# K-1 fiancé visa/General qualifications question



## FinkleBee (May 7, 2008)

I have a girlfriend in the US (I'm from the UK), and since I've got a lot of personal family problems here I really, really want to marry my girlfriend, move in with her and basically start a new life over there. I've read (and bookmarked!) about the K-1 fiancé visa from someone else's thread (who are in a similar situation to me), but my only problem is I don't really have fantastic qualifications or a highly skilled job. Well, to put it bluntly I work part-time cleaning at a school - I think you can guess my kind of 'level' from that. I absolutely love my girlfriend and want to marry/be with her, so do you think the fact I don't have an amazing job/qualifications is going to impede anything? I really hope not because her moving here is just not an option.
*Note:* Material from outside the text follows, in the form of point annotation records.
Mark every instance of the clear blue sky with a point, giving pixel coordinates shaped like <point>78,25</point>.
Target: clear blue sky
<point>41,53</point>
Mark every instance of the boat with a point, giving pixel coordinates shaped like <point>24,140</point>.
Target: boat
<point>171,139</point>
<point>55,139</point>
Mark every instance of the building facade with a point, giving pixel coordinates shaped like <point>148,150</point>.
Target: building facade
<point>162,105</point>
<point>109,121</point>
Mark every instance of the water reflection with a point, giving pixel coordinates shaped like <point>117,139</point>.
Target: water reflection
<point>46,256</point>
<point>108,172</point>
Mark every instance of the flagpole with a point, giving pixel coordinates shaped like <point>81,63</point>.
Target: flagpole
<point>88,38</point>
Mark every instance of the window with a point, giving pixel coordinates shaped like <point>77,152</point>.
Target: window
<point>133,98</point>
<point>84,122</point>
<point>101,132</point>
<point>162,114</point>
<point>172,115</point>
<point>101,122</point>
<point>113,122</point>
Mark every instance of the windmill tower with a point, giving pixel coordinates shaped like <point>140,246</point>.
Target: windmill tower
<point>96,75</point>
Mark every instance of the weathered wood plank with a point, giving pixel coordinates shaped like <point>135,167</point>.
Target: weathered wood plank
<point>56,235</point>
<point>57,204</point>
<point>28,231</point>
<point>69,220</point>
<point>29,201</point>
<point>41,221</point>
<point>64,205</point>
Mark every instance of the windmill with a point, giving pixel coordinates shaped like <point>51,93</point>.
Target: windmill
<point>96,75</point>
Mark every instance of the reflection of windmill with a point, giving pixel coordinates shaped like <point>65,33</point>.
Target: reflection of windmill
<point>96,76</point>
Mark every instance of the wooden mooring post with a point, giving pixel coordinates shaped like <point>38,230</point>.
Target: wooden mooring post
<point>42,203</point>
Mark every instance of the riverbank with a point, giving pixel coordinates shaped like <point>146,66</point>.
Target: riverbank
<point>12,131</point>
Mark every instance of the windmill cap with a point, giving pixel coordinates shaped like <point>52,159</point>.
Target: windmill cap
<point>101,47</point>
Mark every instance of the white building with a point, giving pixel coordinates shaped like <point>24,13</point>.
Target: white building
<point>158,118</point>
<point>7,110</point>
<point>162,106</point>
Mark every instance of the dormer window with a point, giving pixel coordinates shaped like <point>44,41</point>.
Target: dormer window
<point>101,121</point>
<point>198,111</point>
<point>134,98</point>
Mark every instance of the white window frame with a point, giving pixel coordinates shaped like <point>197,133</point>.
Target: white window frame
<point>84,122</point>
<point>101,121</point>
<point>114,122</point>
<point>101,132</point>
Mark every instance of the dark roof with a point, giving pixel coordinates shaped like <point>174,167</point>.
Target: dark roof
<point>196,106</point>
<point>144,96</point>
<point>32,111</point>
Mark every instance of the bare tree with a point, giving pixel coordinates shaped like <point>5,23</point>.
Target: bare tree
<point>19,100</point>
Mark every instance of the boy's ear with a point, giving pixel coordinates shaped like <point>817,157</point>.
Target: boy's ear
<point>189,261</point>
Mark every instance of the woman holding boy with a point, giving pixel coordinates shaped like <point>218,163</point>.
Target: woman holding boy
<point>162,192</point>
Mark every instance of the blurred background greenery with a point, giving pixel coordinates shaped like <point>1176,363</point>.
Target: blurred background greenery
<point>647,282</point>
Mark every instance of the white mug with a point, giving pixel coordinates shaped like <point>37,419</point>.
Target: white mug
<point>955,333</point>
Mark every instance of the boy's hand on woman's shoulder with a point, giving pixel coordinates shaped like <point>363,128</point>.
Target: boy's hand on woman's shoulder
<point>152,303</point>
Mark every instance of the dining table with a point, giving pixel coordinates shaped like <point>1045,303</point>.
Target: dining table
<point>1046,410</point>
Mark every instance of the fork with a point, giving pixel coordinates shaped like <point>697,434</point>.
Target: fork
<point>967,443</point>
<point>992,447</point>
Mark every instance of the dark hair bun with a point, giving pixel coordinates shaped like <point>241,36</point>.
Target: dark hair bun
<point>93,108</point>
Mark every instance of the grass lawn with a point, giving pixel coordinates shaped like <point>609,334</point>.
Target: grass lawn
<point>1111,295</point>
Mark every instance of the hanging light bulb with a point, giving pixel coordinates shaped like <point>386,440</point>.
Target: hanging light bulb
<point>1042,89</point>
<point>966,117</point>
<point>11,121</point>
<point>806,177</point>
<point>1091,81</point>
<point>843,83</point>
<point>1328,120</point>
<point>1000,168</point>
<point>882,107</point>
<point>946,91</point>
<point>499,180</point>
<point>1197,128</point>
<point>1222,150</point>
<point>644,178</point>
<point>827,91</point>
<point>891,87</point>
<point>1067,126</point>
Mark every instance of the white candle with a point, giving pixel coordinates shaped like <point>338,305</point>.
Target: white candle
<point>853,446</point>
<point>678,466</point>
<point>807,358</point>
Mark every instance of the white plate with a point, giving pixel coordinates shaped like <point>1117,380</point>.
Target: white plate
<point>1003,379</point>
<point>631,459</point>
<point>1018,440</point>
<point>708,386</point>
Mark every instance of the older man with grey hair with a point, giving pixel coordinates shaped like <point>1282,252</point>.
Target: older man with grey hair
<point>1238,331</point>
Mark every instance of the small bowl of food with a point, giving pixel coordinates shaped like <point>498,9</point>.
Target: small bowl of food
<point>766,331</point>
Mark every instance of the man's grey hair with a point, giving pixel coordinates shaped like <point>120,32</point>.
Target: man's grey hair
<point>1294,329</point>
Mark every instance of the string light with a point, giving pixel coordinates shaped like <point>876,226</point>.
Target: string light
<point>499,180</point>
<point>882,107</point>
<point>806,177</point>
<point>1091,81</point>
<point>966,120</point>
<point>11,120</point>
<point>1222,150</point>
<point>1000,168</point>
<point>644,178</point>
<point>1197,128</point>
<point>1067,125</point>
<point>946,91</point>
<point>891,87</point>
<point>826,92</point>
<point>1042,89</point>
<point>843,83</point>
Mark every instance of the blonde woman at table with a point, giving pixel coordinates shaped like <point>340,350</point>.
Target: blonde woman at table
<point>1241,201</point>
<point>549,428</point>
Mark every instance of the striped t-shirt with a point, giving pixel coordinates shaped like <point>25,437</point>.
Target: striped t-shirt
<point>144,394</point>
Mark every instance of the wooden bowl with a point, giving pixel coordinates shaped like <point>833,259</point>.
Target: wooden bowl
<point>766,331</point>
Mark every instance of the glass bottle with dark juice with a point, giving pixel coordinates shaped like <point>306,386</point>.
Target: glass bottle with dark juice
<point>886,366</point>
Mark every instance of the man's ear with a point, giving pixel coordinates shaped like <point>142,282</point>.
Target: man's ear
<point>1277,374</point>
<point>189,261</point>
She's a US citizen, has her own apartment (well, paying a mortgage but it's hers, heh) and is a teacher, if any of that is important. I have no criminal convictions or any problems like that.


----------



## Bevdeforges (Nov 16, 2007)

Hi, and welcome to the forum.

On a K-1 fiancé visa, you don't need super duper job qualifications. It's your girlfriend/fiancée who is going to have to show that she has the means to support you (at least for the first couple of years) and keep you off the welfare system. 
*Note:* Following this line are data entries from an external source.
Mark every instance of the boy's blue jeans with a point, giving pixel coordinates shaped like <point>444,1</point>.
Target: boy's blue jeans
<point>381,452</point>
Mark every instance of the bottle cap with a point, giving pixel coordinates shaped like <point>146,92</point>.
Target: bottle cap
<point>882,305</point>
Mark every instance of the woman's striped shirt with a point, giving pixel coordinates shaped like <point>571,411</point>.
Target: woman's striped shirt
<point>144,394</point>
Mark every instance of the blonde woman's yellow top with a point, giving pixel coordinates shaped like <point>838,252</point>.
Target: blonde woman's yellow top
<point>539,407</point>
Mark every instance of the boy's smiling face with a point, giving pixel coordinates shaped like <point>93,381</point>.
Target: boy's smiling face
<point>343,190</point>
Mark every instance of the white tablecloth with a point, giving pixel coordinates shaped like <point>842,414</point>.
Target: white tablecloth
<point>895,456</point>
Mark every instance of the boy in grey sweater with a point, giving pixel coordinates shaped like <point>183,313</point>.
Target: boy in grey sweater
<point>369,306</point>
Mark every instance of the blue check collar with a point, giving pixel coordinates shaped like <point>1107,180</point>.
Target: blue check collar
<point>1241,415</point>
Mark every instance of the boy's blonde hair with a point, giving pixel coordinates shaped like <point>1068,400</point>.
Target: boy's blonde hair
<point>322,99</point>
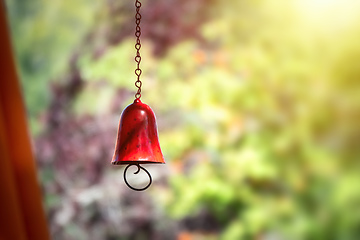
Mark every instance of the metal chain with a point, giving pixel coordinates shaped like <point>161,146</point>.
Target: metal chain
<point>138,71</point>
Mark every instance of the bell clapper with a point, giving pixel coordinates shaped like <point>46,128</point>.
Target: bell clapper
<point>139,167</point>
<point>137,139</point>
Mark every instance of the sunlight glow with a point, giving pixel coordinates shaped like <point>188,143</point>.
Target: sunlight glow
<point>328,14</point>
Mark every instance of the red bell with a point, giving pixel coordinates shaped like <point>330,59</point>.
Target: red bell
<point>137,139</point>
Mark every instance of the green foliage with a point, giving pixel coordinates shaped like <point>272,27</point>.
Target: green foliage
<point>260,119</point>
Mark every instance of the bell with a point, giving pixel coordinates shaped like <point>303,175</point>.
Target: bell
<point>137,139</point>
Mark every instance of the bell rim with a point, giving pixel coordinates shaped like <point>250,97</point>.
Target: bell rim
<point>135,162</point>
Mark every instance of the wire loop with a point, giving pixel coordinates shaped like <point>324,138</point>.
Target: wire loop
<point>138,170</point>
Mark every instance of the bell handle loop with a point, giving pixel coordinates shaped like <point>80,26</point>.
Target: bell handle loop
<point>139,167</point>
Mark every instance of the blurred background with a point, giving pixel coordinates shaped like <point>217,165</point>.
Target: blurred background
<point>257,103</point>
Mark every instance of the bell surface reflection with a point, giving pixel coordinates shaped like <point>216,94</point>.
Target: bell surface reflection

Propose to the lady! And work it out from there, assuming she says "yes."
Cheers,
Bev


----------



## FinkleBee (May 7, 2008)

Thank you very much for your answer - that's reassuring to know . I mean I've never even been abroad before (I'm applying for a passport soon!), let alone move abroad, but knowing I should be okay is a huge relief.

Now let's hope she says yes, as you say


----------



## Fatbrit (May 8, 2008)

OP will be required to show supporting income at 125% of poverty guidelines[/URL] or substitute capital @ 3x the annual level. In this case, the *non* US citizen's income will not count.

The poverty guidelines can be found with a Google search -- since this site will not currently allow me to post the URL.

So, a US citizen living in Chicago with one child who was sponsoring his or her fiancée or spouse would need an annual income of at least 17,600 x 1.25 = 22,000 USD to satisfy the hurdle.

Without an income, capital of 3 x 22,000 = 66,000 USD would equally satisfy the requirements.

And finally, if the US citizen had a lower than required annual income of, say, 16,000, they would need -- in addition -- capital of (22,000 - 16,000) x 3 = 18,000 USD to pass this part of the test.


----------